HE SAYS… Do threesomes end relationships or enhance them?

You, me and she?

I have personal experience with threesomes. I’ve been invited to a threesome as a third, I’ve initiated a threesome and I’ve been one of two looking for a third. And for me, threesome are fun; a little overrated, but fun none-the-less.

That is, until feelings get involved.

Even without feelings, if the three of you are not in sync, then someone is bound to feel left out. Now, I have personally felt left out in a threesome as well. I’ve also vibe-d more with one person in a threesome leaving another out. I have never had a threesome with someone that I was in a relationship with. But I have had one with someone I wanted to be in a relationship with. That was a big mistake for me. I found myself suddenly aware of everything that was going on. I was watching the two of them more instead of interacting. I caught myself trying to memorize moans to try and determine if it was the same moan I heard when it was just us. Was she enjoying it more?

It was just a mess. I still think about it from time to time. It was my last threesome and to be honest I personally don’t miss them.

They are so, overrated.

I believe people give threesomes too much power. Just like sex toys… this is a to each his or her own type of thing.

Couples view monogamy differently. Some couples are swingers. Some couples get off on watching their partners with other people. But I have also heard of men who have problems functioning in a loving relationship with a woman once they have enjoyed seeing other men have sex with her.

It’s all about what you and your partner want and will do for or with one another.

I had a girlfriend that wanted to see me having sex with another woman. Though she didn’t want to try it again, she did admit that it was hot to her. She said she liked it, but, she didn’t want me having sex with no one else after that one time.

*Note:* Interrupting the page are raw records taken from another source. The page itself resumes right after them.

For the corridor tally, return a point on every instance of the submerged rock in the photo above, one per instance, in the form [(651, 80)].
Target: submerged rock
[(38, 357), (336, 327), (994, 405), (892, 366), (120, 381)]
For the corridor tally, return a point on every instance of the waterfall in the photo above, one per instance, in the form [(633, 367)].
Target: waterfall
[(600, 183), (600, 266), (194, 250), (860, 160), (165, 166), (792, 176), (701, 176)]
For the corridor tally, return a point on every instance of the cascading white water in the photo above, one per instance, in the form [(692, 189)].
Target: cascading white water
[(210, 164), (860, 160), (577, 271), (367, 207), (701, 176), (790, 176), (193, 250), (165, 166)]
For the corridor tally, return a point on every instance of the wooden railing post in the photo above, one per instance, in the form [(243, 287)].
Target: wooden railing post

But what if your partner doesn’t want to stop when you do?

What if the third party wants to take your place?

There is a lot of risk involved when you invite a third person into your relationship. Think about that before you rush into the sheets.

Now, I will not discourage anyone from trying a threesome, but their are risks. If you are a jealous person-like myself-you might not want to try a threesome. I feel it all boils down to one thing, whether you are OK with your partner to sleeping with someone else.

I don’t know about you, but I wouldn’t be okay with my woman sleeping with another woman, yet alone another man.

No thanks.

I don’t feel like I would be missing anything if I never had another threesome again. But I wouldn’t trade the experience. I feel a threesome, with two random people is something to try. But, if your in a relationship, be secure in it. Before you think of conquering another body, make sure you master the one you have.